Non-linear latency of sparse-dense matrix multiplication

Hello,

I’m measuring the latency of mul!(C, A, B), where C and B are dense and A is sparse, and I’m seeing something surprising: the latency isn’t linear in the number of operations required. Does anyone know why this is?

The number of columns of A is m=1000, the number of columns of B is k=3, and I’m varying the number of rows of A, denoted by n. I’m on an Intel system and I’m including MKLSparse (but I see the same behaviour regardless of if I use MKLSparse).

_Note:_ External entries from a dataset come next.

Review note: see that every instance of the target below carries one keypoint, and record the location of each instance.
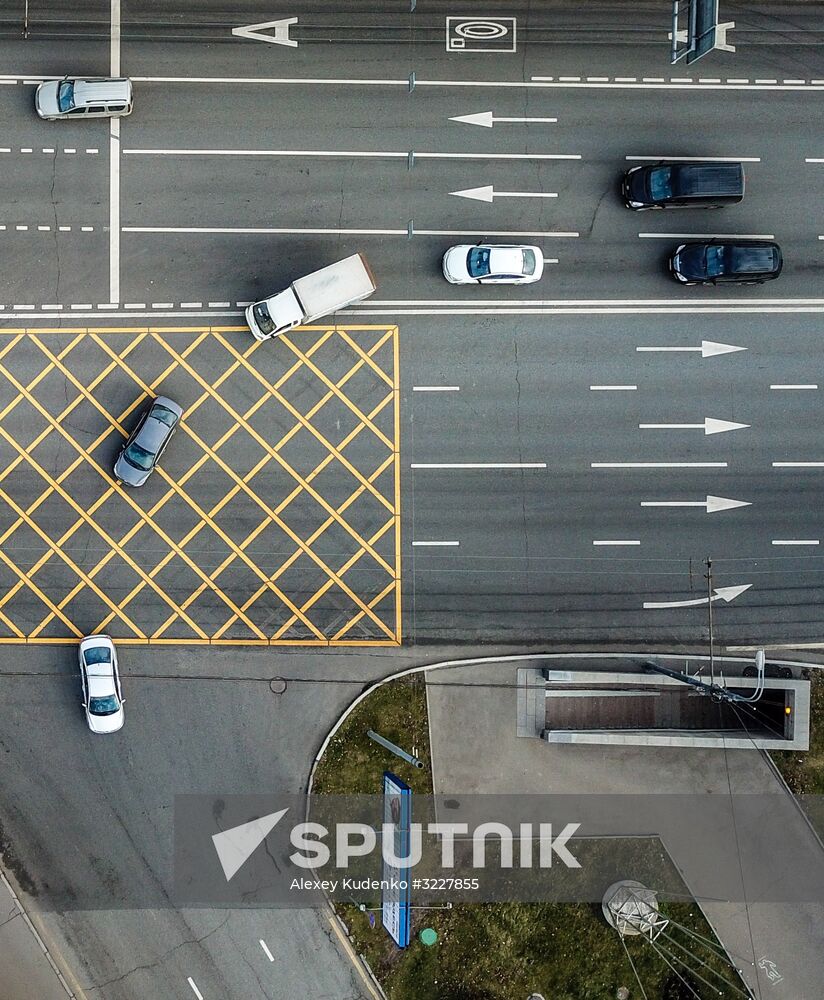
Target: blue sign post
(395, 909)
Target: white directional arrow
(709, 426)
(710, 505)
(488, 193)
(256, 32)
(235, 846)
(708, 349)
(719, 594)
(487, 119)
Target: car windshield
(138, 457)
(162, 413)
(104, 706)
(97, 654)
(477, 262)
(714, 257)
(65, 96)
(262, 318)
(660, 183)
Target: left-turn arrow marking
(259, 32)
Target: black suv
(683, 185)
(747, 262)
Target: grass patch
(354, 764)
(804, 770)
(506, 951)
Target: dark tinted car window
(139, 457)
(262, 318)
(160, 412)
(660, 186)
(751, 260)
(478, 263)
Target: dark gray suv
(147, 442)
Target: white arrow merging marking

My experiment looks like the following code, except that it’s in a function, I’m running it many times, and I discard the first sample (since it includes compilation time)

A = sprand(n, m, 0.05)
B = randn(m, k)
C = zeros(n, k)
latency_mul = @elapsed mul!(C, A, B)
latency_mymul! = @elapsed mymul!(C, A, B) # mymul! defined below

Here’s the definition of mymul!:

function mymul!(C::Matrix, A::SparseMatrixCSC, B::Matrix)
    @boundscheck size(C, 1) == size(A, 1) || throw(DimensionMismatch("C has dimensions $(size(C)), but A has dimensions $(size(A))"))    
    @boundscheck size(C, 2) == size(B, 2) || throw(DimensionMismatch("C has dimensions $(size(C)), but B has dimensions $(size(B))"))        
    @boundscheck size(A, 2) == size(B, 1) || throw(DimensionMismatch("A has dimensions $(size(A)), but B has dimensions $(size(B))"))
    m, n = size(A)
    k = size(B, 2)
    rows = rowvals(A)
    vals = nonzeros(A)
    C .= 0
    for col = 1:n # column of A
        for i in nzrange(A, col)
            @inbounds row = rows[i] # row of A
            @inbounds val = vals[i] # A[row, col]
            @simd for j = 1:k # columns indices of B
                @inbounds C[row, j] += val * B[col, j]
            end
        end
    end
    C
end

This is the latency I’m seeing. I’d have expected that latency would increase linearly with the number of rows, which is what I’m seeing for mymul! (ish, for large enough matrices). However, for mul! I see something else. The dashed lines are quadratic functions fit to the data. The latency looks linear in the number of rows when running the same experiment for dense matrices so it’s got something to do with the sparse matrix multiplication.

sparse_mul

1 Like

What a coincidence! I just need an ad hoc implementation of subspace iteration, where one of the major costs is the multiplication of a beefy sparse matrix with a huge dense matrix of vectors as columns.
I guess my system is not as fast as yours, since in my case the execution time (which I think you call “latency”) is on the order of seconds. (Of course, it also depends on how sparse the matrix is. I know.)

I haven’t actually tried what you describe as an in-house solution. I rather tried using threads to calculate the individual columns. I did not get any speed up, unfortunately.

Isn’t the access to C row-major in your code?

Threading should ideally be handled by the matrix multiplication routines without you having to think about it. If you’re on an Intel system I’d recommend trying out MKLSparse. There’s some text suggesting it can speed up sparse matrix operations significantly when using multiple threads, see https://github.com/JuliaSparse/MKLSparse.jl/issues/24#issuecomment-658086827

The access to C is based on what I believe is the fastest way to iterate over the non-zero entries of A. I may be wrong though. On the other hand, I don’t really care about the mymul!. I’ve only implemented it as a reference.

I understand. Still, one wonders if it could be done faster.

I’m more interested in the non-linearity. There’s something I’m not understanding about how mul! is computed.

Is the sparsity changing as you increase the size?

No.
Everything is kept constant except the number of rows.

Does that mean the “sparsity”, or the average number of nonzeros per column?

Does it make a difference? :slight_smile:

I generate A like this:

A = sprand(n, 1000, 0.05)

I suppose not that much. However the clustering of the non-zeros might.